Molly Soda

ZM GDLP

There's a really great Basquiat quote that I want tattooed on my forehead specifically for when I go to art openings: "I'm sick of white ppl, white walls, and white wine.” This show was white ppl, pink walls, and pink wine. Also a tonne of pink screens, pink tables, pink globes, fake fingers, glitter, bejewelled USBs, iPhones in plant pots…

There are a lot of questions preoccupying me about my own practice, and I brought them all with me to this show. Like screens as Windows into an Other space like Foucault's heterotopia; like paintings used to be before abstraction and modernism; Gab said something really great about how screens need their own modernism like paintings did and I like that. Like how do multiple video pieces inhabit the same room, the same space and not speak over each other (because rainbows are nice but when you mix all those colours together they go brown or grey a horrible sludgy colour. And I think that's what happens when you don't really think about multiple sounds in singular space.) Like how do you make the transition from your laptop screen to a gallery? Everything makes sense for me when I'm on premiere; I just hit export. It's when I'm in the S-P-A-C-E that I find problems. Like ppl just wanna walk past videos, they aren't arresting in the same way that big paintings are. They are linear in a way images typically aren’t. No matter how much you reject discernible narrative there is always a timeline of pictoral events. How do I force engagement? How do I stop ppl from dropping in and out? Is that even a problem? Is that a valid way of viewing video works? Specifically my own? Like notions of self as digital image, as avatar, as performative alter ego, as my very own Sasha Fierce.

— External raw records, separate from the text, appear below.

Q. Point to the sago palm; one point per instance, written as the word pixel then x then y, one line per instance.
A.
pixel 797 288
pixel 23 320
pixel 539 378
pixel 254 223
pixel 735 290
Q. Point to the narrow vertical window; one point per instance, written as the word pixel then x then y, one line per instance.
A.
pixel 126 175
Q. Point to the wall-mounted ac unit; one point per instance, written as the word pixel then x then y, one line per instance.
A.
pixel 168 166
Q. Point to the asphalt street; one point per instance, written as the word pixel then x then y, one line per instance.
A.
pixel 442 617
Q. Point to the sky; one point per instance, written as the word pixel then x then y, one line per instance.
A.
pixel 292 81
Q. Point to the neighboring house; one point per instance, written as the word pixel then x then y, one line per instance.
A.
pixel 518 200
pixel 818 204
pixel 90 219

All this baggage, all these questions, I threw them at this show. And whether that was fair or not, I'm just not sure. But there's a kind of 'opposite to what I was expecting' that happened. I read the press release and it likened Molly Soda to Tracey Emin (a comparison I thought was clumsy). I read this on the Facebook event page a few weeks ago and in that comparison I fully expected linear, discernible meaning. I expected statement jewellery art. The kind of work you can decipher. Although I don't think the work made the full transition from URL to IRL successfully (something was left behind but I can't put my finger on what), I can't say I fully deciphered it. I was expecting polemicism or something didactic, and it wasn't. It was something that was thrown at me that I couldn't quite digest (Molly, if u r reading this, this is such a good thing it really is. For me this is aspirational.)

This brings me to another round of questions (of course) related to my own preoccupations and my own practice. How do you reconcile singular meaning in autonomous form without it being polemic or didactic, rather something new entirely? There is something mimetic going on within the space of a lip-sync (a form I frequently use and abuse) but is contemplating that in a rehash of lip-sync formats worth it, just because you present it to me in the context of a gallery? Is the lip sync really at that stage that we can consider it a ready-made? and Why why why QHY am I so so not there for female artists using internal domestic bedroom settings as a backdrop for their work? (To be fair to Molly, we spoke to her about this and she said it was a literal relationship, a depiction of the artist in studio. It's just that her studio also happened to be her bedroom. Ignore me I'm just cynical because of Jerry Saltz so ignore me here).

This is really long now. I'm glad you made it to the end and you get a special thank you for reading this long list of questions to the end. But I do need to finalise my thoughts on this show. And for me, it wasn't quite It. Maybe it's because I brought a whole bunch of my own worries to the show. Maybe it’s just because I was preoccupied. Maybe I'm cynical about 'doing it for the aesthetic' being enough as substantial meaning. That must be it. I can't flaw Molly Soda as an aesthetic athlete. Gab took a picture of the free Evian next to the pot plant and we both laughed. (Gab was more forgiving and she sent over this comment about it later: “It was generous of Molly to integrate the Instagrammable. She gave presents/investments to her network of users/exhibition visitors who would Instagram the show themselves, rake up like$/currency/capital and grow the show’s economy.”)

But I think it's the same situation I was left in after the Hannah Black show: I was expecting things because I was familiar with the artist's work, and maybe that's my fault.

But although the show left me wanting more, it also left me thinking about it. It was close to my heart (a lil diddy bit) and my art (a lot, it made me think thru my own work on the tube back) and I truly do wanna put emphasis on that. I always, always in my mind want to make the kind of work that makes you stop. I want to make work that is arresting. That makes you pull out your phone and plop it on Instagram, that you take a selfie in front of. I want my work to look good with a filter on it as well as in real life. Molly's show did that. I thought about it and chewed it over for hours afterwards, and I'll think about what Molly did with the space when I put my own work in Spaces. And maybe that's subjective, it's relative to me and my own practice, and maybe it should stay that way and I shouldn't be telling you. But I am, I think it's worth mentioning, and I don't care.